Tüm bunlara ek olarak şirketler, yurtdışına yaptıkları döviz transferlerinde belli bir miktarı aştıklarında buna gerekçe olarak belge ibraz etmek zorunda. Yine bireylerde de belli bir miktar döviz talebinde bankadan onay almanız gerekmekte. Tüm bu liralaşma ve sermaye kontrolü hareketleri döviz talebini kısmak ve merkez bankasına geçen dövizlerle de kuru baskılamaya çalışmak amaçlı. Seçime de böylelikle sert kur hareketleri yaşanmadan girmiş olunacak. Seçim sonrası ise kuru baskılamanın negatif sonuçlarını yaşayacağımız bir dönem olacak.
Kısaya düşen notlar:
- İktidarın orta gelirli vatandaşlar için başlattığı konut kampanyası olan Yeni Evim Konut Finansman Programı’na ilk on günde sadece 8 bin 27 başvuru gerçekleşti. Oldukça cazip faiz oranlarına rağmen buradaki düşük başvuruda vatandaşların alım gücündeki düşüşün yanı sıra projenin kapsamının belirsizliklerinin bir türlü netleşmemesi de etkili olmuş olabilir. Bir süre izlemekte fayda var.

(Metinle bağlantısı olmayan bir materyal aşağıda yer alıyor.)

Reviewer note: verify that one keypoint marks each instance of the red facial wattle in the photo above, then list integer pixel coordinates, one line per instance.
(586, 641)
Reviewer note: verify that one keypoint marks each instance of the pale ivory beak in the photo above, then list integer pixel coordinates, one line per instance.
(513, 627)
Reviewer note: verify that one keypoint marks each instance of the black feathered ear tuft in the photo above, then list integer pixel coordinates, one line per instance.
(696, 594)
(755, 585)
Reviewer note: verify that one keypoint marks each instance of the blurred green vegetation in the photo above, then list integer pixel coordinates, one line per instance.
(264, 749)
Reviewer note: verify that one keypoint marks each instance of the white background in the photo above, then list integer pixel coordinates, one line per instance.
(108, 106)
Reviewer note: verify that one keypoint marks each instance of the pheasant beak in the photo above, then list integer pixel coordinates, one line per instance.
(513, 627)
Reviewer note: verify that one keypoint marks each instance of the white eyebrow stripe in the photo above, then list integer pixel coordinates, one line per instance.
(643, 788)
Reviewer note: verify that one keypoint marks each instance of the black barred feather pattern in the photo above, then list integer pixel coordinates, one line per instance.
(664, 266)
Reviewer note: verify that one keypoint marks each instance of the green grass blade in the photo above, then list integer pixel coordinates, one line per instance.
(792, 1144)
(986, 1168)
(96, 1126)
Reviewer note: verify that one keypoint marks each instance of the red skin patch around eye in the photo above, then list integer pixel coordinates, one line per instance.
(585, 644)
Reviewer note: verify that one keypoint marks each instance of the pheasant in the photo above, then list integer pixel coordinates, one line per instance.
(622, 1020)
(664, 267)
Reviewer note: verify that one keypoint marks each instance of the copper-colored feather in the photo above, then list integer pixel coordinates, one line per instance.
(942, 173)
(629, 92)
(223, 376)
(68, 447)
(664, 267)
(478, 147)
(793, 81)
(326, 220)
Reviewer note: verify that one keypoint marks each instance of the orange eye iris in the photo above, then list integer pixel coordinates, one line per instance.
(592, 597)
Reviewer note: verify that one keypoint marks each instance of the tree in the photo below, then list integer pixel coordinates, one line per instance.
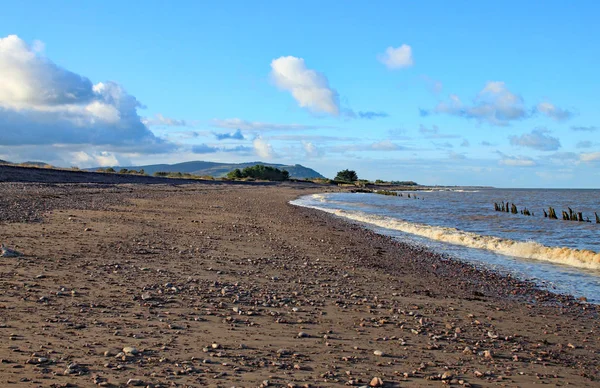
(260, 172)
(346, 176)
(235, 174)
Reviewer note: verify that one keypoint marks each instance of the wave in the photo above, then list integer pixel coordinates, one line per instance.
(508, 247)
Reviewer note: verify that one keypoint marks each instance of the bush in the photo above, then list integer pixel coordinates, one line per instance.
(346, 176)
(260, 172)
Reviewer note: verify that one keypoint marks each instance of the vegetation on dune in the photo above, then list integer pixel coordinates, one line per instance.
(261, 172)
(179, 175)
(346, 176)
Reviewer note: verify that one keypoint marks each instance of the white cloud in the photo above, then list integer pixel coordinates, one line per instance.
(308, 87)
(311, 150)
(92, 159)
(380, 146)
(588, 157)
(385, 145)
(246, 125)
(584, 129)
(159, 119)
(553, 111)
(262, 148)
(397, 58)
(494, 103)
(517, 161)
(42, 103)
(538, 139)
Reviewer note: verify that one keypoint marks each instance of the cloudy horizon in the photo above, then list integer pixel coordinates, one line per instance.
(409, 105)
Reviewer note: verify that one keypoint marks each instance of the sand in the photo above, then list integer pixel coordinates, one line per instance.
(229, 285)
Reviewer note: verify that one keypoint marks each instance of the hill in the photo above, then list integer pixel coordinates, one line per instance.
(219, 169)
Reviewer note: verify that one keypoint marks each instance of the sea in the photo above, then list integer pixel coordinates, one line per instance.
(558, 255)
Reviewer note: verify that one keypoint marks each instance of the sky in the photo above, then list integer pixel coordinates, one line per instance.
(485, 93)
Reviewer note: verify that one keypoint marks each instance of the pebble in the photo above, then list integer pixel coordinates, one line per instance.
(130, 350)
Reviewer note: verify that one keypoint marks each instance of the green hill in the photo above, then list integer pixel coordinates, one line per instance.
(218, 170)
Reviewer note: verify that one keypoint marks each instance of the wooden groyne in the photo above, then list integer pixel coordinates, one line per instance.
(567, 215)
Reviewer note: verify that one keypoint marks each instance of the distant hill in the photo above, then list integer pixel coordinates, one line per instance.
(218, 170)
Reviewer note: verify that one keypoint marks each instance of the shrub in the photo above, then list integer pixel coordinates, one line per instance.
(346, 176)
(260, 172)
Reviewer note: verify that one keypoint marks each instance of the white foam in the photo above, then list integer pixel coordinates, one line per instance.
(527, 249)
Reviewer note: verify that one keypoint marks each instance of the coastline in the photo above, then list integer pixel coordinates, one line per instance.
(173, 269)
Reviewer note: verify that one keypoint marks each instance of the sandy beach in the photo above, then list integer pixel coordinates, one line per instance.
(228, 285)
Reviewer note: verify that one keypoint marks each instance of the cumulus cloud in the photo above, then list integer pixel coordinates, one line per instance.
(589, 157)
(584, 144)
(494, 104)
(585, 129)
(553, 111)
(384, 145)
(516, 161)
(204, 149)
(434, 133)
(246, 125)
(92, 159)
(262, 148)
(308, 87)
(397, 57)
(311, 150)
(160, 120)
(237, 135)
(42, 103)
(538, 139)
(372, 115)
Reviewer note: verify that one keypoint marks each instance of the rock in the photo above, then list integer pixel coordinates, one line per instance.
(75, 369)
(7, 252)
(111, 352)
(130, 350)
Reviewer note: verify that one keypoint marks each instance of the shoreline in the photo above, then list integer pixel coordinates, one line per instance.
(480, 266)
(286, 294)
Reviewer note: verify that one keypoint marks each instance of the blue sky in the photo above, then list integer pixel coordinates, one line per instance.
(463, 93)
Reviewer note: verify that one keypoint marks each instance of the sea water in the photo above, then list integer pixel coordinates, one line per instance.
(562, 256)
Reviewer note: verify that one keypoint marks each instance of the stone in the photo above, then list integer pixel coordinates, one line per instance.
(7, 252)
(130, 350)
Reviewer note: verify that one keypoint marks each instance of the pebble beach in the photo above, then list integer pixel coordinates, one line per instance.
(165, 283)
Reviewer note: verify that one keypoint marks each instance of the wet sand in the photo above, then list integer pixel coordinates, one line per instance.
(229, 285)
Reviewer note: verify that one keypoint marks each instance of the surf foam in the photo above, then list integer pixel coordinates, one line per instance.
(523, 249)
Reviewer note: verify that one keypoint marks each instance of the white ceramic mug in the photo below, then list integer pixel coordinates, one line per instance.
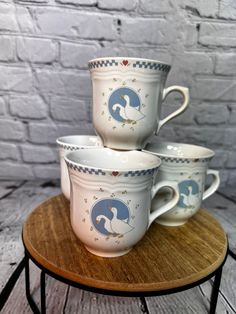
(127, 98)
(187, 165)
(70, 143)
(111, 194)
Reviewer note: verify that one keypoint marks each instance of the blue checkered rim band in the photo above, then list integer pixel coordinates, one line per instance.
(101, 172)
(136, 64)
(138, 173)
(152, 66)
(68, 147)
(86, 170)
(183, 160)
(102, 63)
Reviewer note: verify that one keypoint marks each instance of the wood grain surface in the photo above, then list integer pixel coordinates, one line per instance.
(165, 258)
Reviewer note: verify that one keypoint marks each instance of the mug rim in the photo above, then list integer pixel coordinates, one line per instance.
(156, 161)
(153, 147)
(131, 59)
(62, 142)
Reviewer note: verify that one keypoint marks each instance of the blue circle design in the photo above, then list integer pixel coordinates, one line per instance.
(102, 208)
(116, 98)
(183, 189)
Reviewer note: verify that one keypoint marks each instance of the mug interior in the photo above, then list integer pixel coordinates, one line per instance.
(79, 140)
(108, 159)
(179, 150)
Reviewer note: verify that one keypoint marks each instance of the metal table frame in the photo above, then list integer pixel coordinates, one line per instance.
(44, 271)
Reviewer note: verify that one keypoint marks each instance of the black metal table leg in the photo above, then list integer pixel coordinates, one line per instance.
(215, 291)
(31, 301)
(43, 294)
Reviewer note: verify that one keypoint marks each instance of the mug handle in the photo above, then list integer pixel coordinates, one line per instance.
(214, 185)
(185, 93)
(167, 206)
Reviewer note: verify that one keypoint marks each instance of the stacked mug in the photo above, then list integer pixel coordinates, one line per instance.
(119, 182)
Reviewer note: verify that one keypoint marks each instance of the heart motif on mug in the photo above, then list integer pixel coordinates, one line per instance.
(125, 62)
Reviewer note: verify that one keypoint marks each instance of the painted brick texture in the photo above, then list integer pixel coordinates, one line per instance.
(45, 88)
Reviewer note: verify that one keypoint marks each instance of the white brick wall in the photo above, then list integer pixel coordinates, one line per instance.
(45, 89)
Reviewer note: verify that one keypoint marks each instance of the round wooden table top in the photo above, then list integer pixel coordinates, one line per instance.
(166, 258)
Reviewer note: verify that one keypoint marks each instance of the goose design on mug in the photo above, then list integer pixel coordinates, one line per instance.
(125, 106)
(127, 99)
(186, 165)
(110, 199)
(111, 217)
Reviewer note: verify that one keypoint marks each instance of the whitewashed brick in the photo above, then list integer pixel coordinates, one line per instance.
(9, 151)
(77, 55)
(229, 139)
(231, 162)
(151, 31)
(64, 82)
(210, 114)
(37, 154)
(34, 1)
(47, 171)
(213, 89)
(201, 7)
(117, 5)
(200, 135)
(42, 133)
(11, 130)
(78, 2)
(227, 9)
(7, 17)
(8, 49)
(218, 34)
(232, 118)
(153, 6)
(191, 34)
(68, 109)
(75, 24)
(15, 171)
(219, 160)
(31, 107)
(24, 19)
(232, 178)
(226, 64)
(189, 63)
(15, 79)
(2, 106)
(36, 50)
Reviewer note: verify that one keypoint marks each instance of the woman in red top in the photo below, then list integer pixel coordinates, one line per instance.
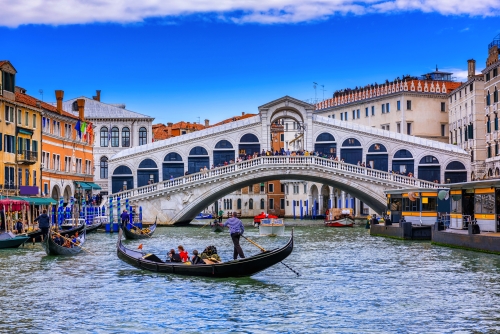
(183, 254)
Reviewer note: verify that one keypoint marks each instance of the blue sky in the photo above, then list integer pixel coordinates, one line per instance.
(199, 64)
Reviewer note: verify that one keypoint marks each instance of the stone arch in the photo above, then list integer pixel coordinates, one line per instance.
(173, 166)
(249, 144)
(122, 179)
(325, 143)
(351, 151)
(147, 172)
(198, 159)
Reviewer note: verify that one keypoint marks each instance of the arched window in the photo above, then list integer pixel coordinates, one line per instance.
(143, 136)
(104, 137)
(115, 137)
(125, 137)
(104, 167)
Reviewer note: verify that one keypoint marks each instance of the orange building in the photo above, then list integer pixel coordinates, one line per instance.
(67, 152)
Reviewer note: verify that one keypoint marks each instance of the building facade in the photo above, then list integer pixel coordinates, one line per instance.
(20, 137)
(116, 129)
(467, 121)
(414, 106)
(492, 107)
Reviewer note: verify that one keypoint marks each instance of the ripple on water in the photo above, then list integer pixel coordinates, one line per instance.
(350, 283)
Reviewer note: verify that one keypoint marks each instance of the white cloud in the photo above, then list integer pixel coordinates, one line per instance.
(53, 12)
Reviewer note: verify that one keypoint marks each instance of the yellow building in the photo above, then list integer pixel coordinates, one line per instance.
(20, 138)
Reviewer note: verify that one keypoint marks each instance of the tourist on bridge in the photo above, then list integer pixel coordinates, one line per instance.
(236, 229)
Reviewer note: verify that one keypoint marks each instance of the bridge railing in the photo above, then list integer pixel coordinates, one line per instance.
(276, 161)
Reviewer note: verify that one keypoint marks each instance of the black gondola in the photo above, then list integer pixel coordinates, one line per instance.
(51, 248)
(133, 235)
(236, 268)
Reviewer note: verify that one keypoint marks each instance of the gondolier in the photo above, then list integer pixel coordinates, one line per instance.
(236, 229)
(43, 223)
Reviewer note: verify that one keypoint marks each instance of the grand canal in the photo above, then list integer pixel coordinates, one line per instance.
(350, 283)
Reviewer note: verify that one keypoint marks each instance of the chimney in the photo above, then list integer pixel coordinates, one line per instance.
(98, 95)
(81, 108)
(471, 66)
(59, 98)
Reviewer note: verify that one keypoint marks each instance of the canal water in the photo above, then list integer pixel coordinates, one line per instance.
(350, 283)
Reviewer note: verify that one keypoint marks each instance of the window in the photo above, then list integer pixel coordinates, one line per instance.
(104, 167)
(115, 137)
(104, 136)
(9, 114)
(143, 136)
(9, 144)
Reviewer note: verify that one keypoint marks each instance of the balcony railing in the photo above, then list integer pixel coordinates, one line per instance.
(28, 157)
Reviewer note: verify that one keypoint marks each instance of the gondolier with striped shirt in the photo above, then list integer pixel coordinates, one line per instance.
(236, 229)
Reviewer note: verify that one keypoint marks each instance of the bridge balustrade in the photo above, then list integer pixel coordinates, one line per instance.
(280, 161)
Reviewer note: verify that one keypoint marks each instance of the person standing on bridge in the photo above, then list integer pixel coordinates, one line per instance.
(236, 229)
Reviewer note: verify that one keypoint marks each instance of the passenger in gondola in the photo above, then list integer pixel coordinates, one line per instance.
(196, 259)
(173, 257)
(183, 254)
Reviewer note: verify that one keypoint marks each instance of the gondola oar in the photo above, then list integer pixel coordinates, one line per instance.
(263, 250)
(85, 249)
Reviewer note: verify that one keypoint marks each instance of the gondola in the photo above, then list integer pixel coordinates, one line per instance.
(10, 240)
(132, 235)
(51, 248)
(236, 268)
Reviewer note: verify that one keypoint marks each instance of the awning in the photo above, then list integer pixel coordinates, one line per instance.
(40, 200)
(94, 186)
(83, 185)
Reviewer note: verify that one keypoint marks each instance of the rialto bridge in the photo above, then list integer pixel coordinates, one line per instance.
(153, 175)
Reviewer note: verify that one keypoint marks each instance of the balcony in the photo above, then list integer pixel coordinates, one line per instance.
(27, 157)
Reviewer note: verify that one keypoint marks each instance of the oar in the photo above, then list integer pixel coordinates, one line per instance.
(85, 249)
(263, 250)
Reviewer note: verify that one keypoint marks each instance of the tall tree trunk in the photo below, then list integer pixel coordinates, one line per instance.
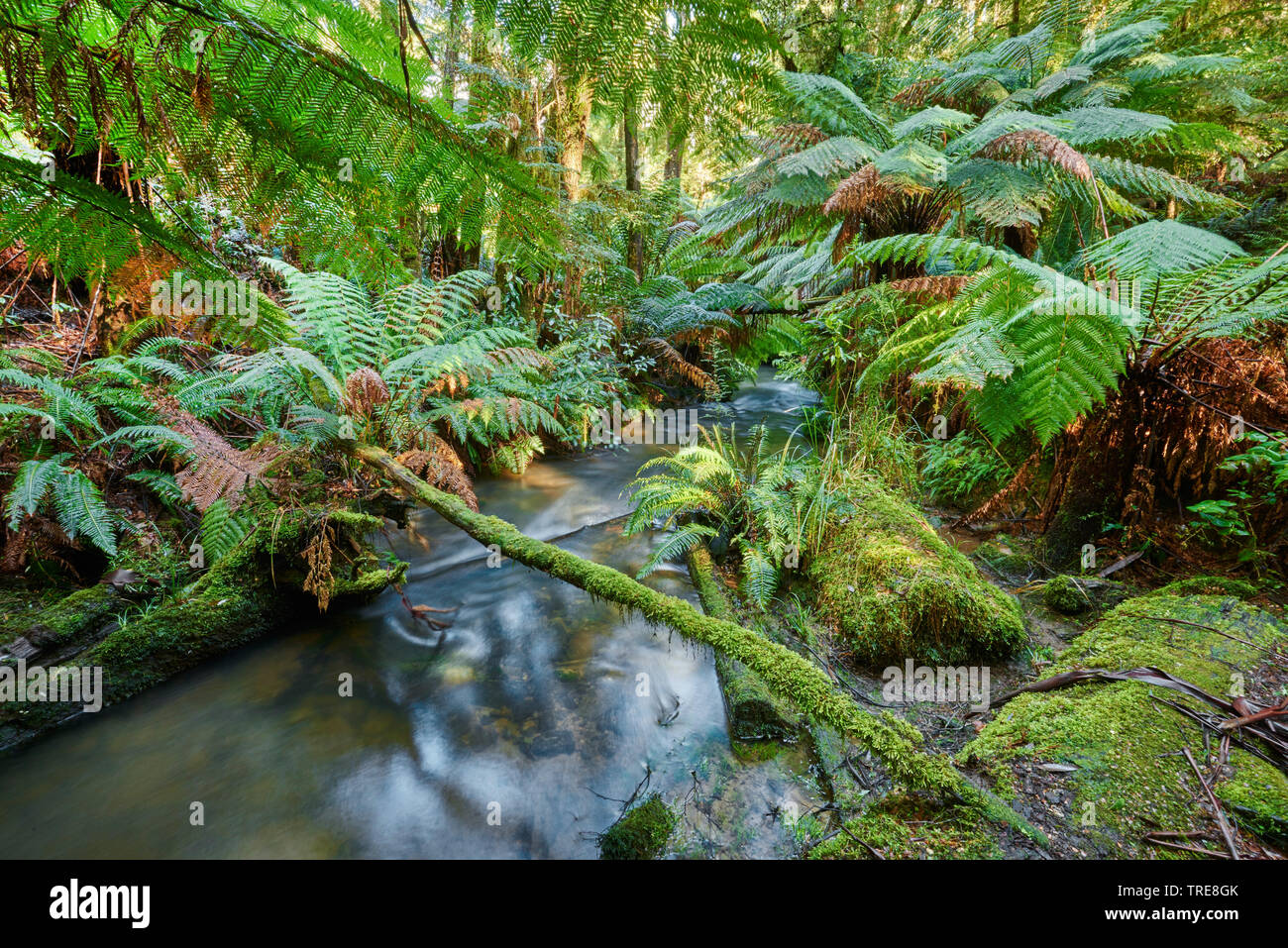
(574, 101)
(674, 159)
(631, 143)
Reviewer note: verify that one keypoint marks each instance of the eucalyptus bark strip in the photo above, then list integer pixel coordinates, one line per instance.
(786, 673)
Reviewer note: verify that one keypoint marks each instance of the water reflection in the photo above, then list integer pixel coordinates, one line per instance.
(509, 736)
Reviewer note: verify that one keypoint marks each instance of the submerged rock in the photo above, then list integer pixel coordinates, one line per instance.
(642, 833)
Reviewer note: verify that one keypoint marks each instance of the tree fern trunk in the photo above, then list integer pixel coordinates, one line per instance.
(631, 146)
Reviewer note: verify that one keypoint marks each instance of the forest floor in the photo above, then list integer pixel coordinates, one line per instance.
(849, 790)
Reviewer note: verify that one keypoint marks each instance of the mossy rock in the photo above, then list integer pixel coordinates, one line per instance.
(642, 833)
(754, 711)
(1125, 745)
(1064, 594)
(897, 590)
(249, 592)
(69, 620)
(907, 827)
(1012, 563)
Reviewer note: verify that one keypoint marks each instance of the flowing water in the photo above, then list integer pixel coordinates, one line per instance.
(516, 732)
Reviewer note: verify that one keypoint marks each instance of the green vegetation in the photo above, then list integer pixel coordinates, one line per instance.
(640, 833)
(1126, 746)
(271, 270)
(900, 591)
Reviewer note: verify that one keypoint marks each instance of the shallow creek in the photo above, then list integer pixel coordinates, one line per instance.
(514, 733)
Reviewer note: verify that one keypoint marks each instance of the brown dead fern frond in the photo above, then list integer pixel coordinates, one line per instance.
(858, 192)
(674, 365)
(442, 467)
(365, 389)
(220, 471)
(1026, 143)
(926, 288)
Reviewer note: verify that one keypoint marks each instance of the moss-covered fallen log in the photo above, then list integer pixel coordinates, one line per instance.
(253, 590)
(755, 712)
(72, 621)
(897, 590)
(786, 673)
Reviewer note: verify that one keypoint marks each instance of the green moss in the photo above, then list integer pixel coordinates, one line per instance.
(754, 711)
(246, 594)
(642, 833)
(1005, 559)
(1127, 746)
(1064, 594)
(785, 673)
(1258, 796)
(906, 827)
(900, 591)
(68, 620)
(1207, 584)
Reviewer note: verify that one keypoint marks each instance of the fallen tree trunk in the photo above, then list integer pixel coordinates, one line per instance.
(786, 673)
(754, 711)
(256, 588)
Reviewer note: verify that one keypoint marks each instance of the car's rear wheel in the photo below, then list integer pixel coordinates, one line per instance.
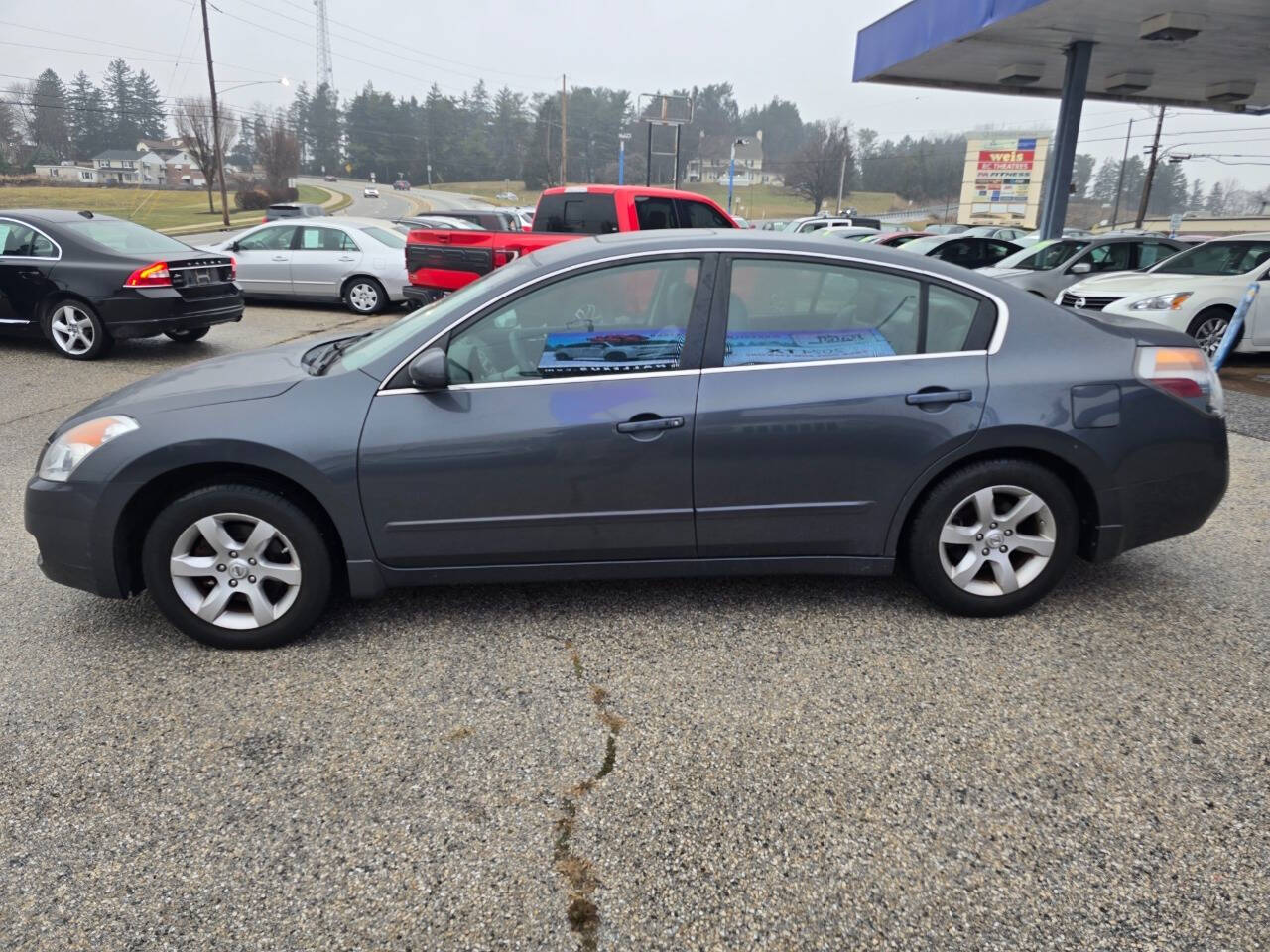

- Uzun yıllar enflasyonun yükselememesi gibi bir problemle mücadele etmiş Japonya’nın başkenti Tokyo’da enflasyon, Ocak ayında geçen yılın aynı ayına göre yüzde 4,3 artış gösterdi ve 41 yılın en yükseğine ulaştı.
- ABD ekonomisi yılın son çeyreğinde yüzde 2,9 büyüyerek beklentilerin üzerinde bir büyüme performansı gerçekleştirdi. Tahminler yüzde 2,6’lık bir büyüme oranıydı. Enflasyondaki düşüş eğilimi ve büyümenin devam etmesi daha güvercin bir faiz artırımı beklentisi oluşturuyor ve bir sonraki FED toplantısında 25 puanlık bir faiz artışı bekleniyor.